15 dicembre 2023

(sintesi del testo originale)

Il quadro macroeconomico

Lo scenario ipotizza che le ripercussioni economiche dell’incerto contesto geo-politico rimangano contenute senza particolari tensioni sui mercati delle materie prime e finanziari internazionali. Si prevede un aumento degli scambi internazionali del 3% in media nei prossimi tre anni, con una leggera riduzione dei prezzi delle materie prime energetiche. Il quadro macroeconomico è influenzato dall’irrigidimento delle condizioni monetarie e creditizie a seguito del rialzo dei tassi di interesse.
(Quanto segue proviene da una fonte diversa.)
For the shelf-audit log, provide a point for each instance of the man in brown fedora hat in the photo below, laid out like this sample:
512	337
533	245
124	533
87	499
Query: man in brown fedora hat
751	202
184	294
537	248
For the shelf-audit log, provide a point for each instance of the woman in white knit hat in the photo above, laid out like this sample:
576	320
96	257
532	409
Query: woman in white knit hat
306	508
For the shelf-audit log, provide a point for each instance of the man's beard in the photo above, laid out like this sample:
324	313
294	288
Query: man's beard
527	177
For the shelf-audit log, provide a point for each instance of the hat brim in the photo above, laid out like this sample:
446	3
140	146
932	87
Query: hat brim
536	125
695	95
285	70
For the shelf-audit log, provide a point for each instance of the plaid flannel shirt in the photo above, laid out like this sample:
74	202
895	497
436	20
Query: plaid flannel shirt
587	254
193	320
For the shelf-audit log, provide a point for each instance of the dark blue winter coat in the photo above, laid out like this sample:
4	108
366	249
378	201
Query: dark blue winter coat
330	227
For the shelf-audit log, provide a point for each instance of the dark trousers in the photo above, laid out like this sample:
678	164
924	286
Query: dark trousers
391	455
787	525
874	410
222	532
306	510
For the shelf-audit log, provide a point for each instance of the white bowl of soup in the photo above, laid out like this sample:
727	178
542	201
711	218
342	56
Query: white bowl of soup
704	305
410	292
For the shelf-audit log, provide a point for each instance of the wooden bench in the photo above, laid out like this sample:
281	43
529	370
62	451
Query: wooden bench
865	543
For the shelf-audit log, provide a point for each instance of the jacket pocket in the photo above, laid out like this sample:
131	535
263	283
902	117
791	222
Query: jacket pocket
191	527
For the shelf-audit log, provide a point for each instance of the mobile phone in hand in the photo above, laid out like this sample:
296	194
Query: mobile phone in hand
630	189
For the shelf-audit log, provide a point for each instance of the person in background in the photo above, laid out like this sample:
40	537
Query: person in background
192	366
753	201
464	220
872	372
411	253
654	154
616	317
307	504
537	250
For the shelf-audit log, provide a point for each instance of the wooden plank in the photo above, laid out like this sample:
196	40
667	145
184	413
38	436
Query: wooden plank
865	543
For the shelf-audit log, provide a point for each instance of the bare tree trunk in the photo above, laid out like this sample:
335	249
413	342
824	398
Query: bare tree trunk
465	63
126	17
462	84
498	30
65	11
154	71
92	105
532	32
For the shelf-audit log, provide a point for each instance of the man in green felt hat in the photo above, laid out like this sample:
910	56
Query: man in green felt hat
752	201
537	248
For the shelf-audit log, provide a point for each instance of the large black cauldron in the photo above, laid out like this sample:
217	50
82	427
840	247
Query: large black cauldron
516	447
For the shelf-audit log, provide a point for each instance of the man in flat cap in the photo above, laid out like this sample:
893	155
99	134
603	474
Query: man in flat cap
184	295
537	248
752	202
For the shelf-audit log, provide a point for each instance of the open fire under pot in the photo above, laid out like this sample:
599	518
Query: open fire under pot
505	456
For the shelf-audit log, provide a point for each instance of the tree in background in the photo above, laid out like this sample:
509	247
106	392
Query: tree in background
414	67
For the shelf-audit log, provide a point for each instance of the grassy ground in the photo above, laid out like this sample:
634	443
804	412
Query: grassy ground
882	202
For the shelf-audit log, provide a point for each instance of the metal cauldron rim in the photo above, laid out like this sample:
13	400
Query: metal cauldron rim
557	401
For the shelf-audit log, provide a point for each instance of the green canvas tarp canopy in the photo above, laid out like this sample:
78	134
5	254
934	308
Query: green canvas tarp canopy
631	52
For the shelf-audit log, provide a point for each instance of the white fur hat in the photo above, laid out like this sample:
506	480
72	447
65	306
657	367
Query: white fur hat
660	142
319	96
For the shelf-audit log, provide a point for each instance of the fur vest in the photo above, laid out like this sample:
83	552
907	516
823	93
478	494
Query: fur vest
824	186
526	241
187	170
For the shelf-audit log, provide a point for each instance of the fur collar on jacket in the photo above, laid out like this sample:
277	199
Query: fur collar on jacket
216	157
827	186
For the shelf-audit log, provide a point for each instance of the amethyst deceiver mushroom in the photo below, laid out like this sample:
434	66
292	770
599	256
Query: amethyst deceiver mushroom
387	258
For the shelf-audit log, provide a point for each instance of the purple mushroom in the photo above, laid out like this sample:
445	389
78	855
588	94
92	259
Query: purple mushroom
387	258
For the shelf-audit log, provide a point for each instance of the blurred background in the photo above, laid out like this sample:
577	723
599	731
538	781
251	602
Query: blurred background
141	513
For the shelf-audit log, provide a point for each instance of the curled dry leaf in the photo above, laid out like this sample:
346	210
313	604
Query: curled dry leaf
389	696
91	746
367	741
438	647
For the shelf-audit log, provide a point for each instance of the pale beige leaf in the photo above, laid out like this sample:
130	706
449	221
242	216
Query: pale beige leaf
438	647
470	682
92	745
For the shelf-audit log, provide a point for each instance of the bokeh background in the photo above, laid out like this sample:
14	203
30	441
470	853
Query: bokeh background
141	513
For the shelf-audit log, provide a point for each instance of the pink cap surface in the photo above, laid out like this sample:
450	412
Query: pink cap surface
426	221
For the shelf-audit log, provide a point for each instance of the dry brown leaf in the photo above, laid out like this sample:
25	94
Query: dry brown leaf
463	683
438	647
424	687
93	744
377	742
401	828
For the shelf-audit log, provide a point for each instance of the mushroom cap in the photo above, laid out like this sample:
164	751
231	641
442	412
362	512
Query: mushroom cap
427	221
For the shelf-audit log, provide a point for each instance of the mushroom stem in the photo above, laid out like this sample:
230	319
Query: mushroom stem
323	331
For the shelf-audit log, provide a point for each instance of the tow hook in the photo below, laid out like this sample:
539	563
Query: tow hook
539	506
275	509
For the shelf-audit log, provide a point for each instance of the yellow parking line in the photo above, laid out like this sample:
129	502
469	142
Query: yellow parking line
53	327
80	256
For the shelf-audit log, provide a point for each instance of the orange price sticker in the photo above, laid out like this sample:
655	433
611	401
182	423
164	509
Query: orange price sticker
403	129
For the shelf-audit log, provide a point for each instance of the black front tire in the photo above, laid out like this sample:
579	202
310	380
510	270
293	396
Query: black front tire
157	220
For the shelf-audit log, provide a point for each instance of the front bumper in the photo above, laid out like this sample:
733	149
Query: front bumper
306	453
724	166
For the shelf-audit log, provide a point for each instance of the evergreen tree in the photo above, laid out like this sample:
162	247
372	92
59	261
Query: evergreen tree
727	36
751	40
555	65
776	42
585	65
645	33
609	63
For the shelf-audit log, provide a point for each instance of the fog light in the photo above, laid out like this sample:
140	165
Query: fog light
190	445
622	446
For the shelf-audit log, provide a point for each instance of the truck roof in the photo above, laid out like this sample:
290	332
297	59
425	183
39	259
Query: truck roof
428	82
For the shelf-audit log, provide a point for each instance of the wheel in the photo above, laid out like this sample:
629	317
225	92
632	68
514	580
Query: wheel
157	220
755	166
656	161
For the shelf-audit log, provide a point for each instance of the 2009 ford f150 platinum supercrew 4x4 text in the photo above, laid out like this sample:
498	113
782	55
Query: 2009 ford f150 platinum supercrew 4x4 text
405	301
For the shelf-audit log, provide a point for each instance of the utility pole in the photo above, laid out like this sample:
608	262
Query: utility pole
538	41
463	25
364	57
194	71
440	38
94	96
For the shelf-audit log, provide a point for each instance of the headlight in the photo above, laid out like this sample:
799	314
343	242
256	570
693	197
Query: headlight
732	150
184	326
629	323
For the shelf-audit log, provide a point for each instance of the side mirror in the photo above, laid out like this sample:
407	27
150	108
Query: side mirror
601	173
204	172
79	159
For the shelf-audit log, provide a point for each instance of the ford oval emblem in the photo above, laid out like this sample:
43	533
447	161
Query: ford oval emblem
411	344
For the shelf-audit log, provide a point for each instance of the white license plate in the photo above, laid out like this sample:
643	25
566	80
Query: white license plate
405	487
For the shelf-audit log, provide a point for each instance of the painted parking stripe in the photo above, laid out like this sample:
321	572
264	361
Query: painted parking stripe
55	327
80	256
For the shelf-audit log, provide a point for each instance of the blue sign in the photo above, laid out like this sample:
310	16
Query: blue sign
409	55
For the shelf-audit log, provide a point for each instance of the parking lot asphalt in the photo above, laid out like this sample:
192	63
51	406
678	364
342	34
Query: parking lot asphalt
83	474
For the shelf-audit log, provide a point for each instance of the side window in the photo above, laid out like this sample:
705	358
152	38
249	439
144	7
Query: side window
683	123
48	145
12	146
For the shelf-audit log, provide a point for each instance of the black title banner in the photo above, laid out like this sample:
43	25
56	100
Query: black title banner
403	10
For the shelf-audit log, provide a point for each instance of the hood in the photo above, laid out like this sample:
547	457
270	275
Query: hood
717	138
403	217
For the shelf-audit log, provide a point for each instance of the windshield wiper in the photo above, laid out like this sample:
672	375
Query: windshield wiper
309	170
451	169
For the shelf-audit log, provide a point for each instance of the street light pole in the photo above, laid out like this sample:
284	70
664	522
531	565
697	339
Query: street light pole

Il Pil rivisto al ribasso nel 2024

Dopo un leggero aumento estivo, il PIL sembra essersi stabilizzato nel trimestre attuale, con previsioni di espansione graduale a partire dal prossimo anno. Si prevede un aumento annuo del PIL dello 0,7% nel 2023, dello 0,6% nel 2024 e dell’1,1% nel 2025-2026. Le proiezioni indicano una crescita più debole nel 2024, ma un aumento nel 2025 grazie a ipotesi di tassi di interesse leggermente inferiori.

Consumi

I consumi delle famiglie dovrebbero crescere leggermente più velocemente rispetto al PIL, beneficiando del recupero del potere d’acquisto. Gli investimenti rallenteranno, soprattutto nel settore privato, a causa dell’aumento dei costi di finanziamento e delle condizioni più rigide di accesso al credito. Le esportazioni seguiranno la domanda estera, mentre le importazioni cresceranno in modo più contenuto a causa della debolezza degli investimenti in beni strumentali.

Occupazione

L’occupazione, in forte aumento nel 2023, continuerà a crescere ma a ritmi più lenti rispetto al prodotto. Il tasso di disoccupazione scenderà gradualmente al di sotto del 7,5% nel 2026.

Inflazione

L’inflazione al consumo sarà del 6,0% quest’anno, diminuendo successivamente e stabilizzandosi sotto al 2% nei prossimi tre anni. La discesa dell’inflazione riflette principalmente la riduzione dei prezzi delle materie prime, compensata solo parzialmente dall’aumento delle retribuzioni.

Incertezza elevata

Le proiezioni sono affette da un’incertezza elevata, con rischi orientati principalmente al ribasso, legati al contesto geo-politico, alle tensioni internazionali e alle difficoltà dell’economia cinese. I rischi per l’inflazione sono bilanciati, con possibili pressioni al rialzo da aumenti dei prezzi delle materie prime, ma anche rischi di impatto più marcato della restrizione monetaria.

 

Le proiezioni macroeconomiche per il complesso dell’area dell’euro vengono rese note sul sito della Banca centrale europea in marzo, giugno, settembre e dicembre di ogni anno. A giugno e dicembre tali proiezioni sono formulate dagli esperti delle banche centrali nazionali dell’Eurosistema, sulla base di ipotesi comuni e in collaborazione con lo staff della BCE. La Banca d’Italia diffonde con cadenza semestrale (nei mesi di giugno e dicembre) una breve nota di commento delle proiezioni macroeconomiche per l’Italia.
Una più ampia discussione del quadro previsivo per l’economia italiana – con gli aggiornamenti resi necessari da eventuali mutamenti del contesto esterno e dall’acquisizione di nuovi dati – viene pubblicata nel Bollettino economico della Banca d’Italia, nei mesi di gennaio e luglio.